The League of Legends 2021 World Championship opener on Saturday was more of a cinematic experience than previous years, with long cuts, snappy transitions and a film-oriented presentation that lines up with developer Riot Games’ eventual release of “Arcane” later in the day.
The Worlds 2021 opening song is one example: It’s a set of four different shots that looks like one continuous drone shot following Vi through her descent into Zaun in an elevator. Upcomer spoke with Nick Troop, Executive Producer of League of Legends and Wild Rift Global Esports Events at Riot Games, and Matthew Kauth, Head of Production at London Alley, about how the Worlds 2021 opening ceremony was constructed, specifically the opening shot.
The opener to the song performance is a long, winding take that mixes real steady camera footage with technologically rendered blue screen animation. Troop explained the sequences in terms of stories, starting with Vi entering the elevator and continuing with her fall into Zuan as the camera circles around her. As she arrives at her destination, the camera moves through the city in an open market and flies past the citizens as they go about their days.

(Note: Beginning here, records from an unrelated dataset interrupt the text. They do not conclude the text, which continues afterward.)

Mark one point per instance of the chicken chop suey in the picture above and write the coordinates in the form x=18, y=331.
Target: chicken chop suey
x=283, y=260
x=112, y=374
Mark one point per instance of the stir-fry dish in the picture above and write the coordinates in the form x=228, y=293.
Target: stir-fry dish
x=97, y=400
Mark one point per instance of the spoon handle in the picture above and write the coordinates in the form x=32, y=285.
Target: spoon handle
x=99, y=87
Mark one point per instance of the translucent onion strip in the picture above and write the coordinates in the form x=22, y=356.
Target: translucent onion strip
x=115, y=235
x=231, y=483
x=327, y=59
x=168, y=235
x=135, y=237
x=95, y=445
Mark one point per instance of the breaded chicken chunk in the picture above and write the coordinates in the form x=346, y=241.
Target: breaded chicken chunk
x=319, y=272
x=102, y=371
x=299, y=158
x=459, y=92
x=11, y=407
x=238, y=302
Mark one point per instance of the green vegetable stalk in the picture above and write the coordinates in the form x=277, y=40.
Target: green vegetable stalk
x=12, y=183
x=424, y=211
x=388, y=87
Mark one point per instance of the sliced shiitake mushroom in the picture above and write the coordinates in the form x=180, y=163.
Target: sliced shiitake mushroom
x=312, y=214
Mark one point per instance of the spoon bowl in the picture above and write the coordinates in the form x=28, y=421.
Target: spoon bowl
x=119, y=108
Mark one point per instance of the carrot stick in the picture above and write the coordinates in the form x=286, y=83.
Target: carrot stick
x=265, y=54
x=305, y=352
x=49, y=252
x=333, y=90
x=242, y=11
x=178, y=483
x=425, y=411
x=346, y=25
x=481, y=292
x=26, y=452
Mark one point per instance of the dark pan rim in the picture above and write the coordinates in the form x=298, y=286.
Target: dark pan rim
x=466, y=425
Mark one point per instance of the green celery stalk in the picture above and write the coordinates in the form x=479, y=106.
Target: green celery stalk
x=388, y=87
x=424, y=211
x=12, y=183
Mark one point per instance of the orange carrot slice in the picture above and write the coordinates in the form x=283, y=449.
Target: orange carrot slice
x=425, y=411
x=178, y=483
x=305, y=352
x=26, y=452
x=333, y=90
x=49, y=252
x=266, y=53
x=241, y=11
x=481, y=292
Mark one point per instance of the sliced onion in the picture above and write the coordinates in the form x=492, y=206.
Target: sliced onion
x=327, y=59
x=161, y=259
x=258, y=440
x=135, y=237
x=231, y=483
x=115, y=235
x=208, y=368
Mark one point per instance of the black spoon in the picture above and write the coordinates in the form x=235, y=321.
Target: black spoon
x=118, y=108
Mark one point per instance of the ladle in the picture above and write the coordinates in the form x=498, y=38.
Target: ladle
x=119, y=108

“We needed to be what’s in camera to not only be real but feel real,” Troop said. “The easiest way to make something feel real is to just build it.”
The first story with Vi is a set that was built for the opening ceremony. After that, the cinematic is a mixture of the two with animation throughout to make the transitions as seamless as possible.
“Everything from the sheep and the physical detailing, down into paint selection and streaks and how it’s applied and even things as minute as where there’s fabric,” Troop said, were taken into account. “Watching somebody with a paintbrush the size of a toothbrush hand-paint in highlights on the fabric so it doesn’t look like fabric from our world but looks like fabric from the world we are trying to put in the camera.”
Kauth said the first two stories are authentic despite how fantastical it all might look.
“Everything, every cart, everything there is practical and in 360 degrees on that set,” Kauth said. “If you stood in the middle of it and kind of spun around, there is set all around you. There’s no opening for like where a camera would go. It felt like a very immersive feature film set we were shooting on.”